Javascript: Optimizing `reduce` for performance

Question

I'm using a .reduce method to iterate thru an array of objects in order to return the array index for the object that best fits certain conditions. My array has around 30,000 indexes right now and I'm shooting for well over a million. Trouble is, iterating thru the array using .reduce takes FOREVER!!! We're talking almost 4 seconds at the moment, imagine if the array had my projected 1 million indexes. The array is compact. I'm not connected to a database or server. Here is my code:

 var startMatchMaking = function () {
    var loopCounter = 0;
    var length = personArray.length;
    do {
        var manCounter = 0;
        loopCounter++;
        for (var i = length; i--;){
            if (!personArray[i].isSingle && personArray[i].sex === "Male" &&
                personArray[i].isAvailable === true) {
                manCounter++;            
                var num = normalRandomScaled(2.1, 12.44);

                var result = personArray.reduce(function(p,c,k,a){
                    return c.sex !== personArray[i].sex &&
                    !c.isSingle && c.isAvailable === true &&
                    c.age <= (personArray[i].age + num) &&
                    c.age >= (personArray[i].age - num) ? k : p;
                }, 0);

                result = !personArray[result].isSingle && 
                    personArray[result].sex !== personArray[i].sex &&
                    personArray[result].age <= (personArray[i].age + num) &&
                    personArray[result].age >= (personArray[i].age - num) ? result : -1;

                if (result >= 0) {
                    householdArray.push (new Household (personArray[i], personArray[result]));
                    personArray[result].isAvailable = false;
                    personArray[i].isAvailable = false;
                }
            }
        }
        document.write("<br>Mancounter is: " + manCounter +
                " loopCounter is: " + loopCounter + " households: " + householdArray.length);
    }
    while (manCounter > 0 && loopCounter <= 5);
};

startMatchMaking();

CONTEXT: I'm trying to develop a standalone application to run an agent-based model demographics simulation. personArray essentially contains 30,000 human beings. The particular bit of code above is related to the initial setup of the population. Persons were previously created and pushed to the array. Each Person object has a firstName, lastName, sex, age and isSingle property. They were assigned random values for each. At this stage in the program, I need to take the Persons who are meant to be not single, and match them with a suitable mate of the opposing sex and a compatible age to form households.

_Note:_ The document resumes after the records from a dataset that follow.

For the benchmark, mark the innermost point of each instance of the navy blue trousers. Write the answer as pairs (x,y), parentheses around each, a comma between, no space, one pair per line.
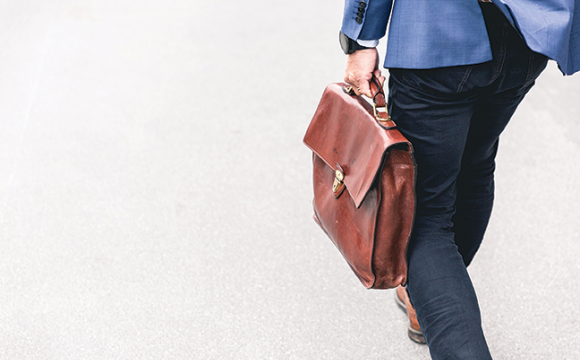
(454,117)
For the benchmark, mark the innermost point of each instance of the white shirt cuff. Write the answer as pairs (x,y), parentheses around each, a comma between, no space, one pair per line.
(368,43)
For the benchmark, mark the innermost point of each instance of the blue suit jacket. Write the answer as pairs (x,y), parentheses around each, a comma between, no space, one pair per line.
(435,33)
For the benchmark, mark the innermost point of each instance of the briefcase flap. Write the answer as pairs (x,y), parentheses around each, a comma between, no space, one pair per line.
(344,131)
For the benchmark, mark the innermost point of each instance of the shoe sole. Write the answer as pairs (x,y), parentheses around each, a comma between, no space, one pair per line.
(414,335)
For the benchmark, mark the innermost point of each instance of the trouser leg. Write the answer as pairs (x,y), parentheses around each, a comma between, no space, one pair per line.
(438,283)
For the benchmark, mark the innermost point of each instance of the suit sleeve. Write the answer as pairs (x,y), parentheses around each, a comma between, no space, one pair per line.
(366,19)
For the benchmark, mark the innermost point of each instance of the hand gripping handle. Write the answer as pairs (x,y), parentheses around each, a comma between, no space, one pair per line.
(379,102)
(380,105)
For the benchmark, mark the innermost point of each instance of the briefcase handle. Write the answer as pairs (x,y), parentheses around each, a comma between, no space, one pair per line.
(379,104)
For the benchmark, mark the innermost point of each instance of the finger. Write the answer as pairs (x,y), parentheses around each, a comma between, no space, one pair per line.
(365,88)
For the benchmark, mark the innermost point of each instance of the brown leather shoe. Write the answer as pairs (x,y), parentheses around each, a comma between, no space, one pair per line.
(402,300)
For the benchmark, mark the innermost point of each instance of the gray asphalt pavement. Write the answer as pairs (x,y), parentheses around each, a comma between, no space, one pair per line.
(155,195)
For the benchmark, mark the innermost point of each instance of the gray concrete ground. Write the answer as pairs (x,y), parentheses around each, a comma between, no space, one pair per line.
(155,194)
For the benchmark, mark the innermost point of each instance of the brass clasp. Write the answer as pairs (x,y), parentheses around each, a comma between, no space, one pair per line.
(378,113)
(338,186)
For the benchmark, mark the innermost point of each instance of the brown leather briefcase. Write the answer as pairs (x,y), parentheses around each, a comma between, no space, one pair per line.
(364,178)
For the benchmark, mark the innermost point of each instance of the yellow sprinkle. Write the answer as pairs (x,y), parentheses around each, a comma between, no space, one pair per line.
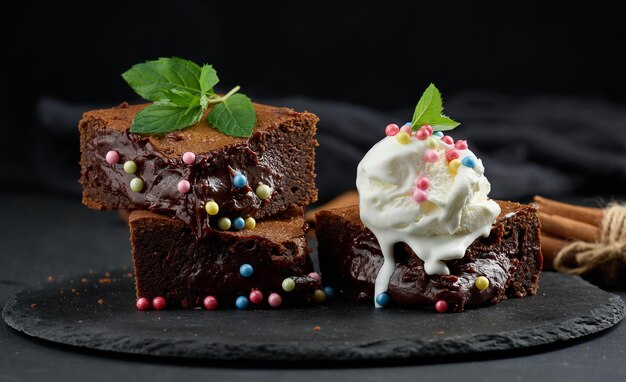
(482,283)
(250,223)
(211,208)
(431,143)
(454,166)
(403,138)
(319,295)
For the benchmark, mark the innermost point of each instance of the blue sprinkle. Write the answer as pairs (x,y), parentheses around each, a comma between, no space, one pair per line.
(238,224)
(246,270)
(330,292)
(469,162)
(242,302)
(239,180)
(382,299)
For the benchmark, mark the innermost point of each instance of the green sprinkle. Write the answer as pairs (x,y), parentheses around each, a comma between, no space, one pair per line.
(130,167)
(224,223)
(288,284)
(263,191)
(136,184)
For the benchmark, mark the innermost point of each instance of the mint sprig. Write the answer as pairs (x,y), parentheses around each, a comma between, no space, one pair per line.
(182,91)
(429,111)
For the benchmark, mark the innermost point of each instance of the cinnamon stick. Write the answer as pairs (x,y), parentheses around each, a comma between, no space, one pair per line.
(587,215)
(565,228)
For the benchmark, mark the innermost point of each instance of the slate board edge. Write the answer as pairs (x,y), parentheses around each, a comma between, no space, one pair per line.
(597,320)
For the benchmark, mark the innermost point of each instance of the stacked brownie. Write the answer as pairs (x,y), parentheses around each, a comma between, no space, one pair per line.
(213,215)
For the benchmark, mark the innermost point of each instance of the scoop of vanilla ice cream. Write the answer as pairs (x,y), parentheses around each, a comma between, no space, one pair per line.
(455,212)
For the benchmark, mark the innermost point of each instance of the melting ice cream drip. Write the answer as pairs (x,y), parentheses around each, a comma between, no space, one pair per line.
(438,217)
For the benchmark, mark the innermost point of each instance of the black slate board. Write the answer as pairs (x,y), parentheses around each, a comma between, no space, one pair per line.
(68,312)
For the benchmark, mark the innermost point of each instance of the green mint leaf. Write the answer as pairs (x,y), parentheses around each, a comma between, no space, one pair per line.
(235,116)
(208,79)
(151,78)
(429,111)
(164,116)
(180,97)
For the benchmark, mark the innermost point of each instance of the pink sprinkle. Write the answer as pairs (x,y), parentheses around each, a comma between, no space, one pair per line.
(431,156)
(419,196)
(447,139)
(112,157)
(210,302)
(392,129)
(452,154)
(159,303)
(189,157)
(421,134)
(143,304)
(461,144)
(274,300)
(441,306)
(422,183)
(184,186)
(256,296)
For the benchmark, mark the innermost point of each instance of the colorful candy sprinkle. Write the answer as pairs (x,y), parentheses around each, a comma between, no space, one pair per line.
(383,299)
(242,302)
(319,295)
(403,138)
(419,196)
(189,157)
(112,157)
(224,223)
(136,184)
(159,303)
(250,223)
(330,292)
(210,302)
(246,270)
(461,144)
(391,129)
(274,300)
(481,283)
(454,166)
(431,143)
(211,208)
(288,284)
(441,306)
(431,156)
(421,134)
(238,224)
(239,180)
(183,186)
(130,167)
(422,183)
(469,162)
(452,154)
(263,191)
(256,296)
(143,304)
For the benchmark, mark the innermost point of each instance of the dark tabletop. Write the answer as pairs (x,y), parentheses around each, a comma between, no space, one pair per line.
(45,236)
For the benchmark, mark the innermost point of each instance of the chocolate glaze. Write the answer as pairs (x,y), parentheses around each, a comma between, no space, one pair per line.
(210,178)
(510,258)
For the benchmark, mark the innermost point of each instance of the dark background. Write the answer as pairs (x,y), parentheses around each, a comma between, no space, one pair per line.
(551,70)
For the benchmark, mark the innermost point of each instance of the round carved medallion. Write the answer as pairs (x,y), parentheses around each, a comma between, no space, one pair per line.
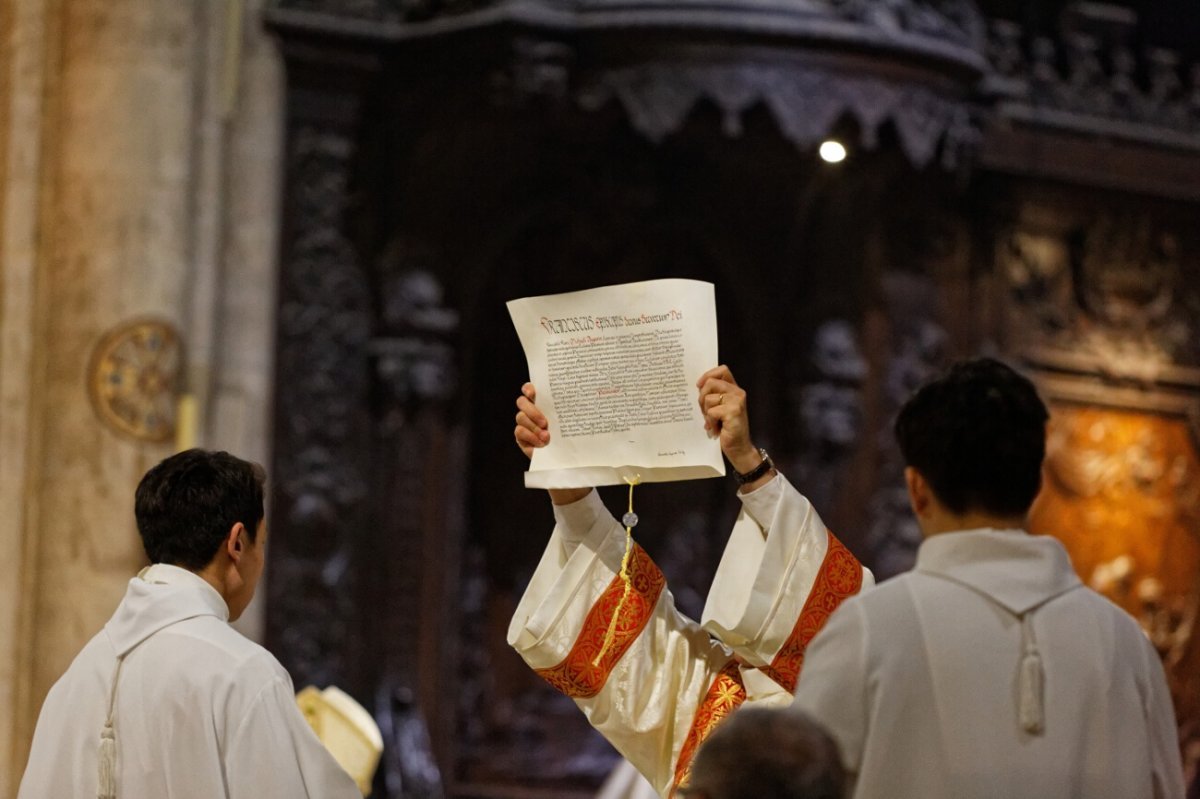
(133,379)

How can I optimize this in order to increase performance significantly? I'm open to small changes or completely different alternatives that would output the same result.

If you're invoking that code inside another loop, then that's your problem. — Pointy
– Pointy, Commented Aug 13, 2016 at 14:34
Are you using reduce correctly? Seems like k is being used in a weird place and where does i come from? — Sean Wang
– Sean Wang, Commented Aug 13, 2016 at 14:35
Whatever you're doing with that much data should probably done in a database, not with js. Especially since your code looks much like a query, not a reduction. — Bergi
– Bergi, Commented Aug 13, 2016 at 14:35
OK, there you go. You're iterating through personArrray, and on each iteration you iterate again via that .reduce() call. That means that the .reduce() callback will be invoked nine hundred million times. Nothing you do to speed up the .reduce() callback will help. — Pointy
– Pointy, Commented Aug 13, 2016 at 14:48
Basically what @Pointy is saying is: at the moment you're using brute-force, what you want to do is search for a better clustering-strategy. Step one would be to split your data up into categories sex, single, available and only search the right category/ies, i.e. removing that overhead of personArray.length times checking the wrong categories. Step two could be splitting those categories by age-ranges. This enables you to only search those ranges, that intersect with the age range your interested in. — BeyelerStudios
– BeyelerStudios, Commented Aug 13, 2016 at 15:03

Community · Accepted Answer · 2017-05-23 12:01:02Z

You use reduce and iterate over all elements this way in a loop that also iterates over the elements as already mentioned in the comments. This leads to quadratic complexity. This means that if you double the number of persons the runtime of the algorithm is multiplied by 4. So, it is completely unfeasible to process millions of people this way.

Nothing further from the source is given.